Paris (AFP)

Sort, reuse, recycle: the anti-waste bill arrives Monday in front of the National Assembly, with uncertainty about the fate of one of its key measures, the deposit for plastic bottles.

While France produces about five tons of waste per capita per year, the government would like to make this text a marker of "the ecology of daily life" and "act II" of the five-year period. It will be examined until December 20 in the hemicycle, with 2,400 amendments to the menu.

Worn by Secretary of State Brune Poirson, it offers a battery of measures to reduce waste, including the ban on plastic and single-use containers in fast food for meals served on site.

But the image of this bill "circular economy" has blurred because of the imbroglio surrounding the deposit of plastic bottles.

Initially, the executive wanted to generalize a mixed re-use deposit device, for glass bottles, and recycling plastic bottles. Either a new gesture for the French who would have recovered a few cents by bringing their containers in dedicated machines.

But the Senate, with a majority right, said no for the plastic, and then the deputies scrambled in a vote in committee.

In the meantime, the government has timed: it proposes an experiment in voluntary territories, before a possible implementation by 2023. While recalling the European objectives of 77% collection of plastic bottles in 2025 and 90% in 2029, while France does not reach the 60% today.

Communities, which sell their waste to specialized companies, are afraid of losing resources with the deposit. Senators also cited ecological motives and pointed to the "lobbying" of beverage companies, like Coca Cola, in favor of the measure.

- "Guarantees" -

For ecologists, we are more divided, even though former minister Nicolas Hulot has taken a stand for mixed orders. All supporters of the re-use policy (glass), NGOs and activists fear perverse effects for plastic recycling.

"We are asking for guarantees that this directive is a transitional solution to the reusable and that it does not encourage us to use more disposable packaging," says the NGO Zero Waste.

The time is therefore "concertation", and the right, like the member Valerie Beauvais, does not fail to attack a "project clutter and badly put together", with "still too many questions".

The MP Matthieu Orphelin (formerly LREM), close to Nicolas Hulot, regrets that the directive "takes too much space in the discussion" to the detriment of "essential points on sustainable consumption or new sorting channels".

The antigaspi project provides for the establishment of eight new EPR (Extended Producer Responsibility) sectors, following the polluter pays principle, which requires professionals to finance the waste management of their products.

This will concern tobacco for the recovery of butts, or the building, while the wild deposits of construction are a major concern.

"The construction industry is trying to buy time from the beginning" but "there is urgency," said Laurence Maillart-Méhaignerie, LREM leader for the bill.

Against waste, the text wants to prohibit the destruction of non-food items (hygiene products ...) by asking the supermarkets to give them to associations or to recycle them.

Against planned obsolescence, especially in electronics, the bill wants to create a "repairability index" that will specify whether a product is easy to repair, and facilitate access to spare parts.

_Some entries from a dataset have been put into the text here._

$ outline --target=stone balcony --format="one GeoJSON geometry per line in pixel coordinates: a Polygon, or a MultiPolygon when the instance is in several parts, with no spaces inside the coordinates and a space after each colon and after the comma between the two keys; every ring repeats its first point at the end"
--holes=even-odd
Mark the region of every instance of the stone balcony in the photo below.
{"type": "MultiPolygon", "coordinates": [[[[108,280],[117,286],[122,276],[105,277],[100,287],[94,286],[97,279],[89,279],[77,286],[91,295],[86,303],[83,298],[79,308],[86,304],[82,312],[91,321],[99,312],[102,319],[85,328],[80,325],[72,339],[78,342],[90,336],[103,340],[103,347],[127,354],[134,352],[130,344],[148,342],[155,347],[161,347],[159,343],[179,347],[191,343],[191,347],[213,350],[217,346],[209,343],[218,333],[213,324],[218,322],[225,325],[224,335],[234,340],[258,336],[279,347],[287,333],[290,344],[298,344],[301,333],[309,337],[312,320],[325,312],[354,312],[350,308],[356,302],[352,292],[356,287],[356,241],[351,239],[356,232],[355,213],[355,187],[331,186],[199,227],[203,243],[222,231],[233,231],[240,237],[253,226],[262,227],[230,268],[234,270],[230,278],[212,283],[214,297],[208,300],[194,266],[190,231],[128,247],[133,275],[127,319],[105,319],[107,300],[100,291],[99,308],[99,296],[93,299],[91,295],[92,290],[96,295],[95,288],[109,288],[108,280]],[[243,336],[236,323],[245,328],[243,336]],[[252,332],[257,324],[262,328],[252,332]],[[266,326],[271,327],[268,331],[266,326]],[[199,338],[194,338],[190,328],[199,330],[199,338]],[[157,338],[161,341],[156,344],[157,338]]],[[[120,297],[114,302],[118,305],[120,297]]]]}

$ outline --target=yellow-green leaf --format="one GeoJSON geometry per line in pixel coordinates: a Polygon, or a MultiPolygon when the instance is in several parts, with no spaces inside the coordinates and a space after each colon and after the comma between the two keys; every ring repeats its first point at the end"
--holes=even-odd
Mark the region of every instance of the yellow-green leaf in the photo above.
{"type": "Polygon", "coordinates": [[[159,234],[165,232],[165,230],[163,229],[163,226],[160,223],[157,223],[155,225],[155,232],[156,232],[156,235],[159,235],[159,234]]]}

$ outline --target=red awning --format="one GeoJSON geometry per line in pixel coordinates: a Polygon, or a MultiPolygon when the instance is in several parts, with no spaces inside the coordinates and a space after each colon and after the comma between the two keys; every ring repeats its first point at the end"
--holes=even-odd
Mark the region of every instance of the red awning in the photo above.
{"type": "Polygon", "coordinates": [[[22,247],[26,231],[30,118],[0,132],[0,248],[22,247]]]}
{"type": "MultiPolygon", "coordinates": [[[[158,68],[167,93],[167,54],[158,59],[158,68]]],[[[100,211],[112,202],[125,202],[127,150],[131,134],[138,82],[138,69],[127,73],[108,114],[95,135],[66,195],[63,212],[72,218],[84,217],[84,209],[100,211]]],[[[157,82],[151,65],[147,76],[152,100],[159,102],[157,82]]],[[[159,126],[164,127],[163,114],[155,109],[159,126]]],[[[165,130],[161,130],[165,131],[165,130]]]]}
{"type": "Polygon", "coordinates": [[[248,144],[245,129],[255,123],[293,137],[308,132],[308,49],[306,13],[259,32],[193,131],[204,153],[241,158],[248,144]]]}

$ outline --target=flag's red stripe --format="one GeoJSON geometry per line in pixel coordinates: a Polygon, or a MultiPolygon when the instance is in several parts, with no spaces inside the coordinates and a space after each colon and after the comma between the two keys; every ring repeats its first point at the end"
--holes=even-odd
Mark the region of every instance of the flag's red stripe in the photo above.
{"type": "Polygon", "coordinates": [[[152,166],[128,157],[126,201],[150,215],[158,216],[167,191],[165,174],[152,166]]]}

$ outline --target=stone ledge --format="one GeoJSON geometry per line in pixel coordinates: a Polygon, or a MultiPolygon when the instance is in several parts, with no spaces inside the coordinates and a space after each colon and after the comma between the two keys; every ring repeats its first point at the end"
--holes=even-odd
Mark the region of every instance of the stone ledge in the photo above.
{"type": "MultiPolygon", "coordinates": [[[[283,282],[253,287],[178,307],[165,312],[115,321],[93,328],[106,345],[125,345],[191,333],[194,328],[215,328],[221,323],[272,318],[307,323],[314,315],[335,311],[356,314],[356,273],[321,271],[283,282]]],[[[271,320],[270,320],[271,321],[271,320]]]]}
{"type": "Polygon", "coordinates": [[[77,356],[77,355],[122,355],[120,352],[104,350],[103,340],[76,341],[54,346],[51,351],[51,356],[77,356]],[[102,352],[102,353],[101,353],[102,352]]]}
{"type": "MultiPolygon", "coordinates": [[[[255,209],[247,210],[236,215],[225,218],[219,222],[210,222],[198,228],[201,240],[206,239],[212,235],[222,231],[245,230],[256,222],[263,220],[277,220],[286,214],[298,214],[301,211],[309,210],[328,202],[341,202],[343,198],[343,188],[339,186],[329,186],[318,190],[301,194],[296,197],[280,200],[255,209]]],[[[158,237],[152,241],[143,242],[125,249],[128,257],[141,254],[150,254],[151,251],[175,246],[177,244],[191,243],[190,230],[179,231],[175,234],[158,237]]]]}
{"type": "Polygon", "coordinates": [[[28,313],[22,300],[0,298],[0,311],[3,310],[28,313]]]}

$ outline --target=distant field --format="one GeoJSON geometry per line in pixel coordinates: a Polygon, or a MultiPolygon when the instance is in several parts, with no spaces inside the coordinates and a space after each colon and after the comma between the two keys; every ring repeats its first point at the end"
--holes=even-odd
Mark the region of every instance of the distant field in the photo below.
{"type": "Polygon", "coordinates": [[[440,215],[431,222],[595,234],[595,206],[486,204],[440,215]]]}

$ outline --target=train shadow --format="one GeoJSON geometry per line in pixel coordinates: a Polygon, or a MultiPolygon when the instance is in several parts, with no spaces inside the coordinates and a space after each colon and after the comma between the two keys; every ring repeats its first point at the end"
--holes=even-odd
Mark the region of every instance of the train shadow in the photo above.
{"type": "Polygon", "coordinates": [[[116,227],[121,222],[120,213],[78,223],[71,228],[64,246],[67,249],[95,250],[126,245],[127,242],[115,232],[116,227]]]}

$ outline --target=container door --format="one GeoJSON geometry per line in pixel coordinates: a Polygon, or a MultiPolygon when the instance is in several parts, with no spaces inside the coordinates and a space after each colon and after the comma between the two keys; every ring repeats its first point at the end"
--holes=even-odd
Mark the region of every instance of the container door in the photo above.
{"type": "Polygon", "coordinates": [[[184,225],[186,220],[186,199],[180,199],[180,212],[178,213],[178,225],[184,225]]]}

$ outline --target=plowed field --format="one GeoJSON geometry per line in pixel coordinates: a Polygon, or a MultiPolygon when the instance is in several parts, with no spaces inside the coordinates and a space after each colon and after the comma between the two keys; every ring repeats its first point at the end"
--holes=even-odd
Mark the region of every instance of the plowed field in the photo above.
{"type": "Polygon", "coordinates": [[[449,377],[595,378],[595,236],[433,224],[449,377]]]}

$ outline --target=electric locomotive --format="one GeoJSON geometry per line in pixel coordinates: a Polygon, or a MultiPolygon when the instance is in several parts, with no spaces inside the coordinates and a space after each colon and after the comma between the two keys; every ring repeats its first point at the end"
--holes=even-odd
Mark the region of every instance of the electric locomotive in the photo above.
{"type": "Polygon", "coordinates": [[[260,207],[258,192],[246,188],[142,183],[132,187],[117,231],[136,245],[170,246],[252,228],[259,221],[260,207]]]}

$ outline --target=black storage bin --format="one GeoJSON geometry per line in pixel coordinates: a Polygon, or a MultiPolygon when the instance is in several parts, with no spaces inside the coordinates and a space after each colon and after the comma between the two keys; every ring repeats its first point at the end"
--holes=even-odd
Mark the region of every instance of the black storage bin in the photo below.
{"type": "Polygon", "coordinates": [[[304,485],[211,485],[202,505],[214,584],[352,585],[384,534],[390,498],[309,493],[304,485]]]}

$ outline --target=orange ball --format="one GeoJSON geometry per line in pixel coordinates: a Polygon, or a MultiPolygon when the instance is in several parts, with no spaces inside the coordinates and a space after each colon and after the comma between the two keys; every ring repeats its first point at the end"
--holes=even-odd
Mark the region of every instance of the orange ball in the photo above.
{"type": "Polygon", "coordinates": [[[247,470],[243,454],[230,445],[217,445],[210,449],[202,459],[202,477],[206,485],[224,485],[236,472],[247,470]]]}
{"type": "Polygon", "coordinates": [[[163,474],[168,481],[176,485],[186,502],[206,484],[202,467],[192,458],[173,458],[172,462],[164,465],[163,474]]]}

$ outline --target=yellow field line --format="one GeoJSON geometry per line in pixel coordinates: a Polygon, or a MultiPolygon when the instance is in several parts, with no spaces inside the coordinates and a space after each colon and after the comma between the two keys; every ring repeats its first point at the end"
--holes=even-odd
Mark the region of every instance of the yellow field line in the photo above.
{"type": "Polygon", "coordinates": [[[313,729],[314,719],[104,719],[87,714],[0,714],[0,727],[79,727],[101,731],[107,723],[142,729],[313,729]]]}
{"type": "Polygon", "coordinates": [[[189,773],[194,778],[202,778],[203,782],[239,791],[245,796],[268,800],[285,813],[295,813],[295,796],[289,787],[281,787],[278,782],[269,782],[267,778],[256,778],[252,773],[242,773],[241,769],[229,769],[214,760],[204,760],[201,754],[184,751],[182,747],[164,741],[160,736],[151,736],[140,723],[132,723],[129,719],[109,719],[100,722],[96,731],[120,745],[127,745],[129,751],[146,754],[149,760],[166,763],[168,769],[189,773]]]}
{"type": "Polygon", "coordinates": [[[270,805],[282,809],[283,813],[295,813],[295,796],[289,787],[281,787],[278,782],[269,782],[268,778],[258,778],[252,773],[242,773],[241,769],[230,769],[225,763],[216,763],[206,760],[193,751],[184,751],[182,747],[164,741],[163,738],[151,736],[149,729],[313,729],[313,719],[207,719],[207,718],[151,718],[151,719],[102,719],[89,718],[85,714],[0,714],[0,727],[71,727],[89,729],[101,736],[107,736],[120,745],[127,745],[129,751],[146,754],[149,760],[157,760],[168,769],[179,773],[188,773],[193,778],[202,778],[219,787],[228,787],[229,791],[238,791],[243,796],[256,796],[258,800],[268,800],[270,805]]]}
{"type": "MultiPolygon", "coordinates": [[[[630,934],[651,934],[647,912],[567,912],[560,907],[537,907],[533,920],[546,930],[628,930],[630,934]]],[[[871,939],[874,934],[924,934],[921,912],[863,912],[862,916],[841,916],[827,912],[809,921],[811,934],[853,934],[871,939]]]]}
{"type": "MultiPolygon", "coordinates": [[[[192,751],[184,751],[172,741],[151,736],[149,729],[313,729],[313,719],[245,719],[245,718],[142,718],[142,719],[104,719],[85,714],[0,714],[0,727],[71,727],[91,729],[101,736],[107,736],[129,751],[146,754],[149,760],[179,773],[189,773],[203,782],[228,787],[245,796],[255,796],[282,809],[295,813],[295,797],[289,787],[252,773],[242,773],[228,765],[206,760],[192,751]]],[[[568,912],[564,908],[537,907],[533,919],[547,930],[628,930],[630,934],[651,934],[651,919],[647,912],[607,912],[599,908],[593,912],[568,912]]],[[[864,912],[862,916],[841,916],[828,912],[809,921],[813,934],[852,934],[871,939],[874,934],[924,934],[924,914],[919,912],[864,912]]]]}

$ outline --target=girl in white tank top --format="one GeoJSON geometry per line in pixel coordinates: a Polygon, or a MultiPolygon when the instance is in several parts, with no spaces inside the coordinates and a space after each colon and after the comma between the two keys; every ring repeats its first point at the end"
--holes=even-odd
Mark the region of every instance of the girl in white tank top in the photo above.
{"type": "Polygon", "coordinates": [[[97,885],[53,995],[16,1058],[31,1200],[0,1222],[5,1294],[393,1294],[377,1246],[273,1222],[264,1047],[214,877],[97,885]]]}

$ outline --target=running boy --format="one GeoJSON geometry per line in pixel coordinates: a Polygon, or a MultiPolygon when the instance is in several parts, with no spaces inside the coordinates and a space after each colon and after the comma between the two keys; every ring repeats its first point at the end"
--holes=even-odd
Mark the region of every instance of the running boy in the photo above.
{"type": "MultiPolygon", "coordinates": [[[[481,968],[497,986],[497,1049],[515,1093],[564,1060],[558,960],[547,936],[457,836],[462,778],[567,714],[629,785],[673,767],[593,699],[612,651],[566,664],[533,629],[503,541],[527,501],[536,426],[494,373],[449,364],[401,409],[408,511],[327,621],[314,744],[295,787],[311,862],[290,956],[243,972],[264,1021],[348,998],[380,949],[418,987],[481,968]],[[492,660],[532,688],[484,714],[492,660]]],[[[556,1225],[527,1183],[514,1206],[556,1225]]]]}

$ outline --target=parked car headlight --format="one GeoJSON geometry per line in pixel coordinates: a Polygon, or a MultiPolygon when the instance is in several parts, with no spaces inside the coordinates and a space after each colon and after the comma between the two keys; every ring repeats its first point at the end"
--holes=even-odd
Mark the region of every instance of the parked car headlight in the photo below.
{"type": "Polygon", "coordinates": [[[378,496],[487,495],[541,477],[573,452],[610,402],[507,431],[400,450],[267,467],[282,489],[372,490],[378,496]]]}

A campaign commitment Emmanuel Macron has also landed in this text in committee: the sale of drugs to the unit in pharmacy. Implementing decrees will have to specify the medicines concerned and conditions, while pharmacists and industrialists may oppose them.

Finally, the deputies wanted in committee to prohibit the campaigns of promotion of the Black Friday, commercial event imported from the United States. But this proposal seems mostly symbolic and the device "not operating", we recognize the Ministry of Ecological Transition.